The alternative permutation approach, known as model-based permutations, and would employ free permutation of residuals after the effects of the covariables have been accounted for. This is justified because under the null hypothesis, the residuals are freely exchangeable once the effects of the covariables are removed. There is a clear advantage of model-based permutations over design-based permutations; where the sample size is small, as it is here, there tends to be few blocks and the resulting design-based permutation test relatively weak compared to the model-based version.
It is simple to switch to model-based permutations, be setting the
blocks indicator in the permutation design to NULL
,
removing the blocking structure from the design
setBlocks(h) <- NULL # remove blocking
getBlocks(h) # confirm
## NULL
Next we repeat the permutation test using the modified
h
set.seed(51)
p2 <- anova(mod1, permutations = h, parallel = 3)
p2
## Permutation test for rda under reduced model
## Permutation: free
## Number of permutations: 999
##
## Model: rda(formula = spp ~ treatment + Condition(block), data = env)
## Df Variance F Pr(>F)
## Model 3 329.84 1.9995 0.069 .
## Residual 9 494.88
## ---
## Signif. codes: 0 '***' 0.001 '**' 0.01 '*' 0.05 '.' 0.1 ' ' 1
The estimated p value is slightly smaller now. The difference between treatments is predominantly in the Moss & Litter removal with differences between the control and the other treatments lying along the insignificant axes
set.seed(83)
p2axis <- anova(mod1, permutations = h, parallel = 3, by = "axis")
p2axis
## Permutation test for rda under reduced model
## Forward tests for axes
## Permutation: free
## Number of permutations: 999
##
## Model: rda(formula = spp ~ treatment + Condition(block), data = env)
## Df Variance F Pr(>F)
## RDA1 1 284.81 5.1797 0.051 .
## RDA2 1 30.83 0.5606 0.949
## RDA3 1 14.20 0.2582 0.949
## Residual 9 494.88
## ---
## Signif. codes: 0 '***' 0.001 '**' 0.01 '*' 0.05 '.' 0.1 ' ' 1
As mentioned earlier, interest is also, perhaps predominantly, in
whether any of the treatments have different species composition. To
test this hypothesis we standardise by the sample (row) norm using
decostand()
. Alternatively we could have used
method = "total"
to work with proportional abundances (or
method = "hellinger"
or
method = "chi.square"
). We then repeat the earlier steps,
this time using only model-based permutations owing to their greater
power.
spp.norm <- decostand(spp, method = "normalize", MARGIN = 1)

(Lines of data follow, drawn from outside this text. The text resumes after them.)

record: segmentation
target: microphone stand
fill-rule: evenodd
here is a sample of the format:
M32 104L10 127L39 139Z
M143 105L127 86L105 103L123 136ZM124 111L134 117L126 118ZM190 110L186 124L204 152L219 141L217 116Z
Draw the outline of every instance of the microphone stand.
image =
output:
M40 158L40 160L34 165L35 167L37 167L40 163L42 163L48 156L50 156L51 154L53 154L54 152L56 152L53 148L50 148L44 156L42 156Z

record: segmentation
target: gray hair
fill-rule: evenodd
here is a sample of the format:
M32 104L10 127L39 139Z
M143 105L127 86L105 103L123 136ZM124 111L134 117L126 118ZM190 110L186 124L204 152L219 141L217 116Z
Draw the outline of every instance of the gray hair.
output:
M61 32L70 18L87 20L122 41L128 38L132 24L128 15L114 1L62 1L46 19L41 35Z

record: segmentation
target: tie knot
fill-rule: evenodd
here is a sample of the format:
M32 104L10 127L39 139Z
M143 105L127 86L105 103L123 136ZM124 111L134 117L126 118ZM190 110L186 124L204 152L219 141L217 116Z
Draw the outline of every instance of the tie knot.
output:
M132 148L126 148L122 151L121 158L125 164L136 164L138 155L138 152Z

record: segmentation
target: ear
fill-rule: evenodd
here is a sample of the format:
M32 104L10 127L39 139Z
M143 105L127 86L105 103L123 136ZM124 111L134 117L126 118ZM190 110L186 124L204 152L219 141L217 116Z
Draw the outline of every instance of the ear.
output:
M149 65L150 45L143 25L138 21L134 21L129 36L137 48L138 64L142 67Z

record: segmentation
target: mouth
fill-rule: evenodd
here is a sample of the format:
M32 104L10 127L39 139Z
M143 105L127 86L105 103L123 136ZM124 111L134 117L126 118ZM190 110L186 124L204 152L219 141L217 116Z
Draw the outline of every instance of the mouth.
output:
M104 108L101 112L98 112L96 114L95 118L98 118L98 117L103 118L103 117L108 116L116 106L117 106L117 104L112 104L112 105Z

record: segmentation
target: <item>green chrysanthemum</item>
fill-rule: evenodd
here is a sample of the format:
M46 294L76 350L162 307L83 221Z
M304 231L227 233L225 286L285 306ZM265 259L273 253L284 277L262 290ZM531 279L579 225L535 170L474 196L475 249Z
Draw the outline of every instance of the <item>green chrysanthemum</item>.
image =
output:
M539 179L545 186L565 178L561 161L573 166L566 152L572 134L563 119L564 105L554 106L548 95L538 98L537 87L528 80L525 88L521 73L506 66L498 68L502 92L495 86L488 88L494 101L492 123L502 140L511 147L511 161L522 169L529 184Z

mod2 <- rda(spp.norm ~ treatment + Condition(block), data = env)
mod2
## Call: rda(formula = spp.norm ~ treatment + Condition(block), data =
## env)
##
## Inertia Proportion Rank
## Total 0.37262 1.00000
## Conditional 0.08138 0.21839 3
## Constrained 0.07248 0.19450 3
## Unconstrained 0.21877 0.58711 9
## Inertia is variance
##
## Eigenvalues for constrained axes:
## RDA1 RDA2 RDA3
## 0.04517 0.01718 0.01012
##
## Eigenvalues for unconstrained axes:
## PC1 PC2 PC3 PC4 PC5 PC6 PC7 PC8 PC9
## 0.08026 0.07074 0.02860 0.01916 0.00989 0.00585 0.00223 0.00167 0.00038
summary(eigenvals(mod2))
## Importance of components:
## RDA1 RDA2 RDA3 PC1 PC2 PC3 PC4
## Eigenvalue 0.04517 0.01718 0.01012 0.08026 0.07074 0.0286 0.01916
## Proportion Explained 0.15511 0.05899 0.03475 0.27557 0.24288 0.0982 0.06577
## Cumulative Proportion 0.15511 0.21409 0.24885 0.52442 0.76730 0.8655 0.93127
## PC5 PC6 PC7 PC8 PC9
## Eigenvalue 0.009894 0.005852 0.002228 0.001666 0.0003765
## Proportion Explained 0.033971 0.020093 0.007649 0.005720 0.0012926
## Cumulative Proportion 0.965244 0.985338 0.992987 0.998707 1.0000000
set.seed(76)
anova(mod2, permutations = h, parallel = 3)
## Permutation test for rda under reduced model
## Permutation: free
## Number of permutations: 999
##
## Model: rda(formula = spp.norm ~ treatment + Condition(block), data = env)
## Df Variance F Pr(>F)
## Model 3 0.072475 0.9939 0.467
## Residual 9 0.218768
The results suggest no difference in species composition under the experimental manipulation.